Keywords

1 Introduction

The technique of image processing is becoming progressively advanced and the trend is to develop more and more automation. The technology of image processing aims to improve crude imagery got from various sources or images clicked in typical day-to-day life to serve different purposes. Digital Image Processing (DIP) is an area of special importance in CSE and has its roots to the multiple areas as well. The significance of image processing technology in the healthcare sector is not hidden from anyone. This technology process images in digital manner using artificial intelligence algorithms. The effect of digitized pictures on present day culture is so incredible, and is a crucial part of science and technology. As of now, the sample of bloods are taken to laboratory and prepared with different substrates to generate outcomes. Image indexing and extraction based on content- has been a significant exploration zone in software engineering throughout the previous few years. Numerous digitized images are usually clicked and stored in different databases in different formats. Thus, enormous datasets containing images are being made and utilized in numerous applications [1]. The cancer of breast is the most frequent type of cancer among ladies worldwide following by the lung cancer. A cycle of regeneration procedures in body is maintained with the cells. In general, the natural functioning of the body is maintained by balancing the development and death rate of cells. In any case, this is not generally the situation. Once in a while, an unusual circumstance takes place which leads to abnormal growth in some cells. Consequently, cancer occurs in a specific area of the body and spreads to other areas [2]. Distinct kinds of cancer may occur in individual’s body and the cancer of breast is one that is considered as a serious health concern. Women have more susceptibility against breast cancer as compared to men because of the anatomy of the human body. Several reasons may cause breast cancer such as age, medical history, fatness and drinking, etc. The breast of a woman is made up of nipples, ducts and fatty tissues and lobules. In general, epithelial tumors are developed inside the lobules and ducts which cause tumor in the breast later on. The cancer after its initiation disseminates to the other areas of the body.

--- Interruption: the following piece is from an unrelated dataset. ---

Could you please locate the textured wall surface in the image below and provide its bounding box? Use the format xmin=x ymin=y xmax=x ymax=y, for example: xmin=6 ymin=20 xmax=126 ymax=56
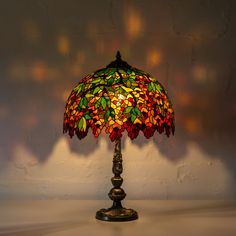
xmin=0 ymin=0 xmax=236 ymax=199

Breast cancers generally are of two types: Benign and Malignant. The first case has non-cancerous cells that do not cause death. However, in some scenarios, these cells could turn into cancerous cells. The defense system of body referred to as “sac” normally is useful in segregating the benign tumors from harmful cells and expels them from the body. The second type of cancer initiates when cells are growing abnormally and quickly. These cells can spread to the neighboring tissues [3]. The malignant tissue’s nuclei is often larger than the regular tissue and can be life threatening [4]. Breast cancer is considered as the heterogeneous disease whose formation is done with different entities such as distinctive biological, histological and clinical attributes. The radiology images are deployed to carry out the clinical screening such as mammography, ultrasound imaging and MRI.

The preprocessing aids the localization of region for irregularity detection. The major concern in mammogram preprocessing faces is to outline the Pectoral Muscle (PM) boundary from the remaining breast area. The PMs generally occur in MLO views of the mammograms. The occurrence of PMs in the MLO view may disturb automated recognition of lesions and can intensify the false positive (FP) alarms. Most of the studies backed the elimination of PMs for making the diagnostic accuracy of the CAD system better. Therefore, it is highly important to successfully remove PMs for preventing false detection [5]. Additionally, it not only decreases the time complexity but also improves the accuracy besides preventing the intra-observation inconsistencies.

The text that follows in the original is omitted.